Er dreigt dus een clash te ontstaan tussen Michiel en Wouter. En tussen Wouter en een heel groot deel van zijn eigen achterban, die wél met GroenLinks en SP wil proberen eindelijk eens een écht sociaal beleid van de grond te krijgen. Wouter heeft het afgelopen jaar getoond te kunnen luisteren naar zijn partijgenoten, ik hoop dat hij dat in 2006 ook doet. Hij zal de les van het referendum over de Europese Grondwet toch wel geleerd hebben? Wouter en zijn Kamerfractie waren vóór, de PvdA-achterban was tégen. Daar was Wouter achteraf verbaasd over, maar als hij zijn oor toen te luisteren had gelegd in zijn eigen partij had hij dit kunnen weten. Datzelfde geldt nu ook. Laat de leden zich maar uitspreken over de keuze CDA of SP/GroenLinks. Mijn mailbox stroom regelmatig vol met nieuwsbrieven van de partij, een kleine opiniepeiling kan daar best bij.

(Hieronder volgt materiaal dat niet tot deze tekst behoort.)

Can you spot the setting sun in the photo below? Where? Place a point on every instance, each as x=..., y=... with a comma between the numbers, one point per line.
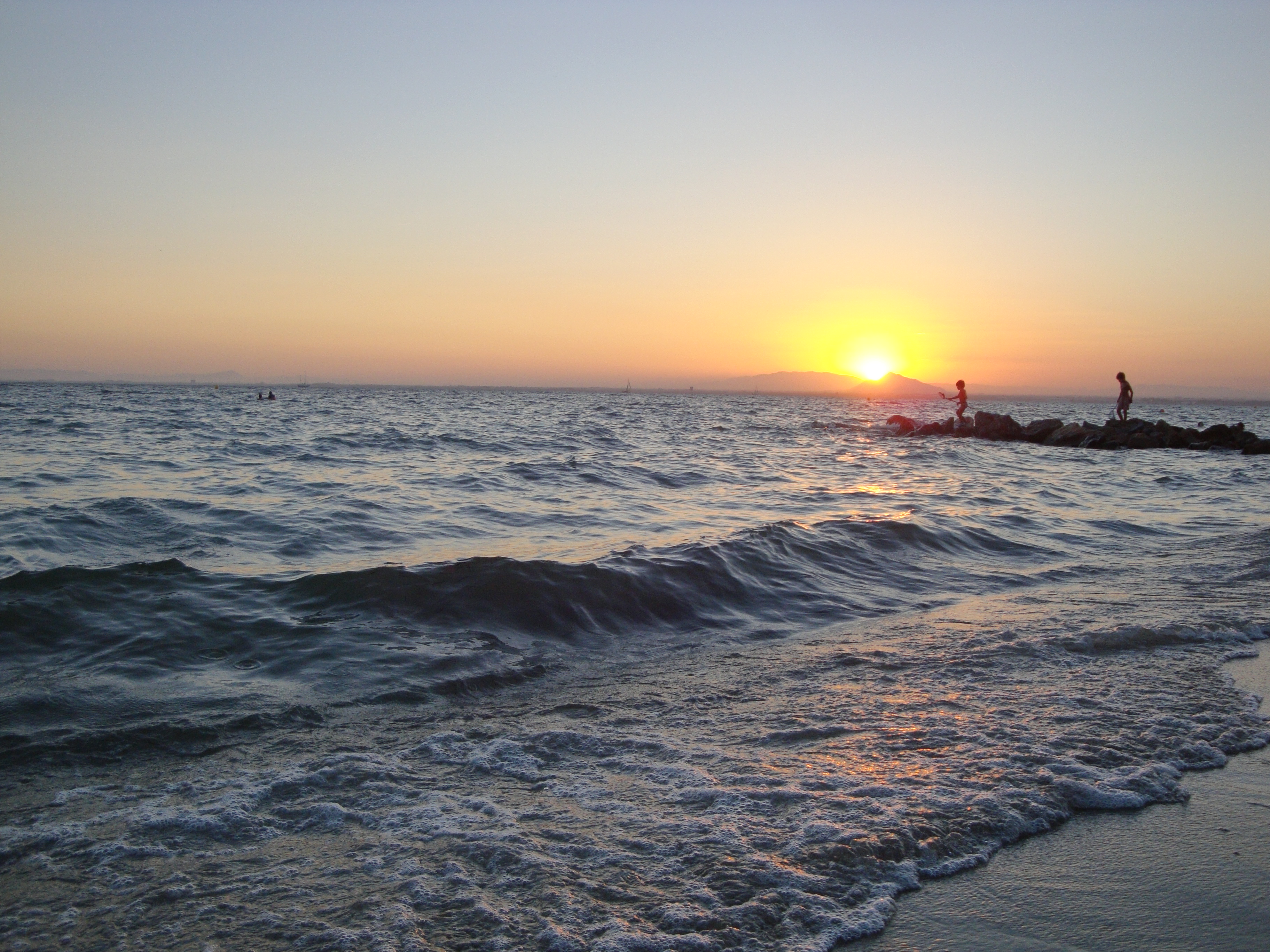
x=874, y=367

Trouwens, wat ziet Wouter eigenlijk in het CDA? Hij verwacht dat Balkenende niet terugkeert in de politiek, als hij de verkiezingen verliest. Maar met wie moet hij dan aan de slag? Maxime Verhagen? Gerda Verburg? Brrr…
In een interview zei burgemeester Guusje ter Horst van Nijmegen onlangs, dat politiek erotiseert. Samen moeilijke besluiten nemen, tot in de kleine uurtjes op elkaars lip zitten, drank na afloop, nog even napraten in de kroeg – het kan politici héél dicht bij elkaar brengen. Flirten met Verhagen en Verburg, dat zie ik Wouter nog niet doen. Maar een paar uur aan de bar hangen met Femke Halsema en Jan Marijnissen lijkt mij bepaald geen straf. En politiek moet toch ook leuk blijven?
Wouter moet nog maar eens goed gaan nadenken, het komend jaar. Ik las in zijn boek Dit land kan zoveel beter dat hij in 2002, toen hij zich kandidaat stelde voor het leiderschap van de PvdA, op de vraag waar het hem nu eigenlijk om gaat, antwoordde: ‘De boel bij elkaar houden’. Dat doe je niet door aan te schurken tegen dit CDA van Balkenende en Verhagen. Dat is vragen om problemen.